John Michael Greer : l’anti-prophète de la décroissance
Il est parfois rafraichissant de tomber au hasard d’un livre ou d’un site Internet sur un écologiste dont la réflexion ne se réduit pas à de longues balades en scooters électriques ou à la défense d’un mode de vie bourgeois-bohème auquel la crise que nous traversons doit finalement beaucoup. Issu de cette para-maçonnerie britannique qu’est le néo-druidisme, John Michael Greer s’est imposé comme une figure incontournable dans le débat sur le pic pétrolier et ses conséquences pour notre civilisation au côté de personnalités comme Rob Hopkins, Richard Heinberg ou James Howard Kunstler.

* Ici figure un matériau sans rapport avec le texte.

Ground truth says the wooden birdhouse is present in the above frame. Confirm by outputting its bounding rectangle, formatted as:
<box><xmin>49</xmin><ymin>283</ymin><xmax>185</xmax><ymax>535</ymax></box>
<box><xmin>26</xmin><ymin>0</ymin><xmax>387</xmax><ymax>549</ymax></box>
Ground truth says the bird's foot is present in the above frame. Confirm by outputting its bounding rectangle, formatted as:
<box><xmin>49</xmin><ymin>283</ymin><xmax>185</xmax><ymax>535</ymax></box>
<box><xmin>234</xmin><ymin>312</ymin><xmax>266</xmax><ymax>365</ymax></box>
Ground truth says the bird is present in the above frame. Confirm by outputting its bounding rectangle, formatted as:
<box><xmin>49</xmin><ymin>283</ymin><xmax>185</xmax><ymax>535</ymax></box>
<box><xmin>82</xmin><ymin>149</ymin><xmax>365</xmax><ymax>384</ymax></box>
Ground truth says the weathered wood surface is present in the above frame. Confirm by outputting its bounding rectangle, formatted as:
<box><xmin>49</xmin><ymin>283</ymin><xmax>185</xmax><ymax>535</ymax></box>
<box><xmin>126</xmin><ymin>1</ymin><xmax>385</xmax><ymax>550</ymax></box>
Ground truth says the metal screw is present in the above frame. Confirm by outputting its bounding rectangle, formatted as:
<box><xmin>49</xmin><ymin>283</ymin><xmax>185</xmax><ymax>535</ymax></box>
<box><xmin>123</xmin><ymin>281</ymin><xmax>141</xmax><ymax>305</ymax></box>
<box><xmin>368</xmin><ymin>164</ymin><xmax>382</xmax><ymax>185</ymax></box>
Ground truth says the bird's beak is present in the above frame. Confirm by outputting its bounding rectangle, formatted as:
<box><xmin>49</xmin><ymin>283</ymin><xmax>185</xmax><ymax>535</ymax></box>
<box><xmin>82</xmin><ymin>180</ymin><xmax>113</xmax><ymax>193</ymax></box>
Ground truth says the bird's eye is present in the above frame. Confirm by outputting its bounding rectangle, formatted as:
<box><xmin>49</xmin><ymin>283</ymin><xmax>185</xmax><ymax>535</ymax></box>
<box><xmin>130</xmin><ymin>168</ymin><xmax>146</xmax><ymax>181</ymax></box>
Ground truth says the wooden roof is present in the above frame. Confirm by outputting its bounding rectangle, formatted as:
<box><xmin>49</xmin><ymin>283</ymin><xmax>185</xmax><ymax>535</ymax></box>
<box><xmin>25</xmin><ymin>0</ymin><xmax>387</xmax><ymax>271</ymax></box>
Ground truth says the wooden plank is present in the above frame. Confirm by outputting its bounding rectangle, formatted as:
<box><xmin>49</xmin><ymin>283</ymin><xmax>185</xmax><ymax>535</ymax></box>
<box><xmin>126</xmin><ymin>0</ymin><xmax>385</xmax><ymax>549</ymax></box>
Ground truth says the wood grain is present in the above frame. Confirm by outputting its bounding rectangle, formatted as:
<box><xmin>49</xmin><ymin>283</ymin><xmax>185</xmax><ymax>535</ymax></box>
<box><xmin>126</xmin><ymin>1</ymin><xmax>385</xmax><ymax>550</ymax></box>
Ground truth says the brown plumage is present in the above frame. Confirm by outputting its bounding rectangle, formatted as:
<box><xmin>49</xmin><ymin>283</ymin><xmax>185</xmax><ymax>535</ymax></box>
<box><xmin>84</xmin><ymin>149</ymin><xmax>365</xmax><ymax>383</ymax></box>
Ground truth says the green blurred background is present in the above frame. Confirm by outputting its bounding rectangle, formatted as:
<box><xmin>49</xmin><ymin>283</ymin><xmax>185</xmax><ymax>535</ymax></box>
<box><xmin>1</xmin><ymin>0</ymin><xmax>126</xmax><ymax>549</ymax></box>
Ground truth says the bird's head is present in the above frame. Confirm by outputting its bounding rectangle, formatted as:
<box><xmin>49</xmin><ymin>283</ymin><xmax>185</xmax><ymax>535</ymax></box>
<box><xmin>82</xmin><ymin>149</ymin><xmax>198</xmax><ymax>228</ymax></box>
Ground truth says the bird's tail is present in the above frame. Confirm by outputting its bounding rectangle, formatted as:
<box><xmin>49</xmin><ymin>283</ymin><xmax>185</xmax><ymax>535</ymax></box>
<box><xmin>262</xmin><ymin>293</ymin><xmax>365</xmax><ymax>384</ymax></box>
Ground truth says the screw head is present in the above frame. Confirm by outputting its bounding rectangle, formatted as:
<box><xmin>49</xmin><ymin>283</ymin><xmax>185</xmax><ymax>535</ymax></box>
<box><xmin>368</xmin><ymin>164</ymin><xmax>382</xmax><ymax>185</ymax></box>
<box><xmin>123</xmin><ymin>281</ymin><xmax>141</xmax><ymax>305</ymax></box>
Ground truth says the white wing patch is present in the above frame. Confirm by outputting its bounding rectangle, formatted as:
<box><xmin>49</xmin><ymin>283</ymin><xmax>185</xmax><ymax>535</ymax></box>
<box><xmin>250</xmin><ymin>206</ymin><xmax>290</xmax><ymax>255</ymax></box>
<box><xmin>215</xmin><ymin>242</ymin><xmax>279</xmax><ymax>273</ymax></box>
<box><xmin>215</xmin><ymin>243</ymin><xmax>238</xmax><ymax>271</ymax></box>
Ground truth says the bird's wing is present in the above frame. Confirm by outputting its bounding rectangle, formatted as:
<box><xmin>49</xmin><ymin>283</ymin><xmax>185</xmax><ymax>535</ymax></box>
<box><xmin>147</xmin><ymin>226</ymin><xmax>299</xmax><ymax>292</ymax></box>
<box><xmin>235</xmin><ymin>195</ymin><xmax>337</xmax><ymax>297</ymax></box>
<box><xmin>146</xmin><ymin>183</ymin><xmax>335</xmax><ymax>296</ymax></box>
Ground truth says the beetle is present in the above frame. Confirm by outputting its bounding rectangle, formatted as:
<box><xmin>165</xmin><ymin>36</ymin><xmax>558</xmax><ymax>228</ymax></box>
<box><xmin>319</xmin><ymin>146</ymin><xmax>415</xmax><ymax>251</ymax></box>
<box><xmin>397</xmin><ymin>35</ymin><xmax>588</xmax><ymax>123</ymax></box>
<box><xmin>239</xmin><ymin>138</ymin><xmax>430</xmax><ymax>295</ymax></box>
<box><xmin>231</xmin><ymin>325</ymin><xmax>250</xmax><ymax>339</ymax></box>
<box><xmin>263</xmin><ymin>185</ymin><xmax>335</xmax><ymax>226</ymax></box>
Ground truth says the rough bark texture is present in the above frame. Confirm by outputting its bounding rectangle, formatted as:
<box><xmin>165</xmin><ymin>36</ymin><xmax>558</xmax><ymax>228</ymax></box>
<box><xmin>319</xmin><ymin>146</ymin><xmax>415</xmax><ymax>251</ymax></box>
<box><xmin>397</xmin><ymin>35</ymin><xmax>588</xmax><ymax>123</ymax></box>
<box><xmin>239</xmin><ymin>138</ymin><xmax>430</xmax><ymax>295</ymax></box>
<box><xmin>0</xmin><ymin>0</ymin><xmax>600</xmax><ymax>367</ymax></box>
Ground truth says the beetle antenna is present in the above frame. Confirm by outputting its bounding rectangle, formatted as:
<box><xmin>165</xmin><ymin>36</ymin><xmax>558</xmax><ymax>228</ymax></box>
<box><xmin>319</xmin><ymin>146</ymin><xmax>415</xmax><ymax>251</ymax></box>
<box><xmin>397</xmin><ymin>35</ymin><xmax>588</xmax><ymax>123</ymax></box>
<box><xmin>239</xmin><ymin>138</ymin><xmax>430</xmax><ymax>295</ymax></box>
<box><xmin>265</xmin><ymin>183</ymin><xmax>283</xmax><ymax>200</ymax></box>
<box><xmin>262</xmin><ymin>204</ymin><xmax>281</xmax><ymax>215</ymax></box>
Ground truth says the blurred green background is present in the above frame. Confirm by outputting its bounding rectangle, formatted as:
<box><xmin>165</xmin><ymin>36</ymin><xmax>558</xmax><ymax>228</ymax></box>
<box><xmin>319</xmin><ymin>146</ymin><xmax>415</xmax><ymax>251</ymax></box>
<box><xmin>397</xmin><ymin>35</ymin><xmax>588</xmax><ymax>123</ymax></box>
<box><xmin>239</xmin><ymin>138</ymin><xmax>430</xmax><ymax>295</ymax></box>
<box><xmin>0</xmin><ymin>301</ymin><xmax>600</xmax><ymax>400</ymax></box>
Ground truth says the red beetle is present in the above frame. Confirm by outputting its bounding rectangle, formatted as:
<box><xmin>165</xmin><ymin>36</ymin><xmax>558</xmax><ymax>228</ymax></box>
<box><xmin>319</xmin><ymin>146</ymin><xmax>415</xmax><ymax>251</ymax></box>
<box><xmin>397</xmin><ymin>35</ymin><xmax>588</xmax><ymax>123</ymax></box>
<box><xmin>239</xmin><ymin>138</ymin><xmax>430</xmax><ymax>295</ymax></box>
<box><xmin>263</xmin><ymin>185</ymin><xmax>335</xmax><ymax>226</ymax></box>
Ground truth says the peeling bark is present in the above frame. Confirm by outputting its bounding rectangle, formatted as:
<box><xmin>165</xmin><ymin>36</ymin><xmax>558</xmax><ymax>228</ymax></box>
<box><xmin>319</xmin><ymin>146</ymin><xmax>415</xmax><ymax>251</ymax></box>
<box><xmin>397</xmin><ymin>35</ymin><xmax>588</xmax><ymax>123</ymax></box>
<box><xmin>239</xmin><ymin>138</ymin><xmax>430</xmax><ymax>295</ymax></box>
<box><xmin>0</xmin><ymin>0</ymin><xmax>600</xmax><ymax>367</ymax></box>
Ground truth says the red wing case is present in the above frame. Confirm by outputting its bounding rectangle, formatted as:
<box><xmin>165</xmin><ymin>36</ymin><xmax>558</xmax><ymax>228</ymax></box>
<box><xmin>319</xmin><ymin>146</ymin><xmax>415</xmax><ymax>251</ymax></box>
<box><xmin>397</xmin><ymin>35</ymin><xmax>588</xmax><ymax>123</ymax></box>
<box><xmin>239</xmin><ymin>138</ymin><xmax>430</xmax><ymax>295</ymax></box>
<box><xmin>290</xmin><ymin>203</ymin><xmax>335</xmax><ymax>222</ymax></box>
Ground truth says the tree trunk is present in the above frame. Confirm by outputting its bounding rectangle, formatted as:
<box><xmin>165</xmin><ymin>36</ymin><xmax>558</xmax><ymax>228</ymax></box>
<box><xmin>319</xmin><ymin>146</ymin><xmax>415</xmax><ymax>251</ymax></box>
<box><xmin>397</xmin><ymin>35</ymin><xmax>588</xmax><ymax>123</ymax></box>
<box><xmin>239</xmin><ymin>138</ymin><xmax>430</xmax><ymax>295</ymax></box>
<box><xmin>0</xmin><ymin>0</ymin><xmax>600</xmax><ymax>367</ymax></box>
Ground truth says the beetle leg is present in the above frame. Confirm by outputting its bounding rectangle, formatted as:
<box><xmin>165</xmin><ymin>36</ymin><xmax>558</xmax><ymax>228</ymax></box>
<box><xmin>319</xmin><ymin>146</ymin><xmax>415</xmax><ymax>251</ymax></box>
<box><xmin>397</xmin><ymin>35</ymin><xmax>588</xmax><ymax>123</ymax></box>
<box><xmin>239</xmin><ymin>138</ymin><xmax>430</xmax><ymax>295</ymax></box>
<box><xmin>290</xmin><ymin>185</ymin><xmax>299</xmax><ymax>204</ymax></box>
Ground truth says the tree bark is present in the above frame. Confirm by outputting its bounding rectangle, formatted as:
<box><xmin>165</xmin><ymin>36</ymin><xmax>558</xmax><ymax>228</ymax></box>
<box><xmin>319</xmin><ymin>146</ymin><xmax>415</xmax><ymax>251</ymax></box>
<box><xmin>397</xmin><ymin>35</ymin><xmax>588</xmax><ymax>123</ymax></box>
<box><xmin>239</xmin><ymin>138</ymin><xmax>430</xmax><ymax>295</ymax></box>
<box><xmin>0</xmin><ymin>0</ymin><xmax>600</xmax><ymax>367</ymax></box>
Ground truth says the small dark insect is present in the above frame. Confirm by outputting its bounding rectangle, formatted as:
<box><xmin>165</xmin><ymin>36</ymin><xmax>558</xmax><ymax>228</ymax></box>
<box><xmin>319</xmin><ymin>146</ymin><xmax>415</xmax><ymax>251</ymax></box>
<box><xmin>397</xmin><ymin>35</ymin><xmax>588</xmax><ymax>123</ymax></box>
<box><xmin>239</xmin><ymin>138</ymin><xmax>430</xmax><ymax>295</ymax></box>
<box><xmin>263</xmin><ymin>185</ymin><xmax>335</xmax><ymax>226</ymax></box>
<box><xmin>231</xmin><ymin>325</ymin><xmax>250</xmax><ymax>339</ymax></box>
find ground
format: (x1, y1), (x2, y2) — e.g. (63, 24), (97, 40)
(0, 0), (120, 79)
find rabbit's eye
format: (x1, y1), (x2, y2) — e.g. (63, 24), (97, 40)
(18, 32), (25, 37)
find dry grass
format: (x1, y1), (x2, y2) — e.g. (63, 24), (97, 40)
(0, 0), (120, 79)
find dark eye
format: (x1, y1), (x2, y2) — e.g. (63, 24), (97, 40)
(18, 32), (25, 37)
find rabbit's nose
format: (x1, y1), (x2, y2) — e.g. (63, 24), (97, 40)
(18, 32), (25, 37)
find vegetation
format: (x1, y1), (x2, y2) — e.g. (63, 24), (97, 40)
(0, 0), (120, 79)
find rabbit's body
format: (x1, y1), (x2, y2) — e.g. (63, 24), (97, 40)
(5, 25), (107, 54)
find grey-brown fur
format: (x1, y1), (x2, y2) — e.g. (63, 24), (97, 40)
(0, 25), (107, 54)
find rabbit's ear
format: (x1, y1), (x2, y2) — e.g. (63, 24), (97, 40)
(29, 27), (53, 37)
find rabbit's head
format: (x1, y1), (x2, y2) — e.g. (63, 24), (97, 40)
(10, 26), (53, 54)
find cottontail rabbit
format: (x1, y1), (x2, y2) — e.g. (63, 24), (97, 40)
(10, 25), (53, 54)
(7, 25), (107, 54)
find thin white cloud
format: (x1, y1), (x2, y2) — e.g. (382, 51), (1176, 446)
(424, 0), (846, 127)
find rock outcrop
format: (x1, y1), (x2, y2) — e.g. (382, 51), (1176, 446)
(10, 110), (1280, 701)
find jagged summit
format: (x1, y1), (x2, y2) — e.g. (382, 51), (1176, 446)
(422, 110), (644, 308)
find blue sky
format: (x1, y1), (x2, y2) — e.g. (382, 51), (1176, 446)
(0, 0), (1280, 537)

John Michael Greer est issu du néo-druidisme, un cousin de la franc-maçonnerie, issu comme elle du XVIIIème anglais mais plus attiré par la nature que par les cabinets ministériels. L’Ancient Order of Druids in America (AODA) qu’il préside depuis 2002 est la branche américaine de l’Ancient and Archaeological Order of Druids, fondé en 1874 par Robert Wentworth Little, membre de la Grande Loge Unie d’Angleterre et secrétaire de l’Ecole Maçonnique Royale de Filles. De ce point de vue on pourrait le rapprocher de Gwenc’hlan le Scouezec, dirigeant historique de la Gorsedd de Bretagne et figure de l’autogestion disparu en 2008.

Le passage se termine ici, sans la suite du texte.